I've put up a few new ones lately and thought some of you might enjoy them.

Terry


----------



## MaryOfExeter (Sep 30, 2007)

Great pics! Lots of cute birds and kitties  Is Old Man a new resident? What is his story?


----------



## pigeonmama (Jan 9, 2005)

I love pictures !!
Daryl


----------



## sreeshs (Aug 16, 2009)

You ought to put new pictures of Conestoga & Rover


----------



## spirit wings (Mar 29, 2008)

great pic!!!!.... me love funny bunnie..lol...


----------



## TAWhatley (Mar 6, 2001)

MaryOfExeter said:


> Great pics! Lots of cute birds and kitties  Is Old Man a new resident? What is his story?


Old Man is a fairly new resident. He came down at the Disneyland Hotel in Anaheim and hung around for quite a few days before a kindly employee there became concerned about him limping and not really flying much higher than to the top of a block wall and called me. She caught him and brought him to me. He arrived with his AU band smashed (flattened) and constricting the blood flow in the leg/foot. We were able to spread out the band enough to solve the problem, but a lot of the surface of the band crumbled and fell off. I would have to go looking for the actual band info, but I'm pretty sure he is a 2002 bird.

Terry


----------



## TAWhatley (Mar 6, 2001)

sreeshs said:


> You ought to put new pictures of Conestoga & Rover


Yes, I should! They grew up to be quite handsome birds. Not exactly black in color but more of a lovely dark, dark gray (almost black). I'll get some new pics in the next few days.

Terry


----------



## TAWhatley (Mar 6, 2001)

spirit wings said:


> great pic!!!!.... me love funny bunnie..lol...


Thanks!

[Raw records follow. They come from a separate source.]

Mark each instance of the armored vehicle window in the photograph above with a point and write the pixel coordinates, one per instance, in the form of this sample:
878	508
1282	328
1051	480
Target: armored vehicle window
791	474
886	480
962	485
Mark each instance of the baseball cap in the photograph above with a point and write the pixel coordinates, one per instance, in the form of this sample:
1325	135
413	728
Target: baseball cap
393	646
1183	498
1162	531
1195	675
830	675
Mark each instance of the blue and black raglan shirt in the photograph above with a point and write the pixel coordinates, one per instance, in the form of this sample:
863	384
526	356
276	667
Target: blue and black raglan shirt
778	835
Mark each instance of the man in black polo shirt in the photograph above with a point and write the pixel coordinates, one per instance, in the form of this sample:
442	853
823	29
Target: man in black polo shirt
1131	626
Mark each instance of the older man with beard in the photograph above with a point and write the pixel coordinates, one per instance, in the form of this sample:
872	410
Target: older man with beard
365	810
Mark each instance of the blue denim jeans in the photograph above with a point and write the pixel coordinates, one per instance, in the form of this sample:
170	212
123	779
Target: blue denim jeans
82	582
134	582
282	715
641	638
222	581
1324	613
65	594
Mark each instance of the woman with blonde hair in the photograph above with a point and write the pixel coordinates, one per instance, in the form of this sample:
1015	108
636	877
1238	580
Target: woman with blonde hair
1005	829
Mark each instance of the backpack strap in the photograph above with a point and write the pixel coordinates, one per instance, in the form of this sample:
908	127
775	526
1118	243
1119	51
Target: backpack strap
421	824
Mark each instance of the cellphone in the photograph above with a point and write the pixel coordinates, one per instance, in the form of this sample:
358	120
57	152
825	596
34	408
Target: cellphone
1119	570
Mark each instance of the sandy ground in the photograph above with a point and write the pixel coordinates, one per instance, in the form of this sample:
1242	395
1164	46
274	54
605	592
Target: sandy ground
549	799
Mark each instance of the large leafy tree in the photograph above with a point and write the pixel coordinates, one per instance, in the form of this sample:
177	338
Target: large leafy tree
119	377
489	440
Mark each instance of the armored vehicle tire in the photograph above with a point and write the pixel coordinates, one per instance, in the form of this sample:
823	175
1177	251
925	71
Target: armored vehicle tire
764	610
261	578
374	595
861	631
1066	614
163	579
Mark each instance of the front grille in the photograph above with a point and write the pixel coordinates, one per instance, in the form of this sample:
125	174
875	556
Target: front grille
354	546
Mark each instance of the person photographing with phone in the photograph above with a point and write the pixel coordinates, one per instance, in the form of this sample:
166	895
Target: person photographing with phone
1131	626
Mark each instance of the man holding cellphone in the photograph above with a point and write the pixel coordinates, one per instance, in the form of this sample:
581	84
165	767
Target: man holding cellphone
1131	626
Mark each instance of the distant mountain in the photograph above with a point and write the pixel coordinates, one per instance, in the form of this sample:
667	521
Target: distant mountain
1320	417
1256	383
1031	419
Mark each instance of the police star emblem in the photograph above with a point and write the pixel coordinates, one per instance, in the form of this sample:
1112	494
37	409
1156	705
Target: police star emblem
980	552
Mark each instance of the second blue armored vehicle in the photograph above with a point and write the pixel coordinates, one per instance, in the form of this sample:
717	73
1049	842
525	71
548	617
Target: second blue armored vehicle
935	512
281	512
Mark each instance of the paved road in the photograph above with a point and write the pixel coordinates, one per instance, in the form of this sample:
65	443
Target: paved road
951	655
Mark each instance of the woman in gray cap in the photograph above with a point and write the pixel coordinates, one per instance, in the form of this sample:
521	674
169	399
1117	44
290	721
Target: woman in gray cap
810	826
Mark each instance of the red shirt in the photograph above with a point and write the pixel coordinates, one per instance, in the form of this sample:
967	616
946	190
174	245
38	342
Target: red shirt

Funny Bunny is a very personable and friendly rabbit. He was rescued by a friend of mine and was destined to go to Oregon to live with another friend of mine. I ended up taking care of him temporarily while he was waiting for his ride up the coast, and it became quite apparent and very quickly that there was no real reason for him to make that long, long trip! 

Terry


----------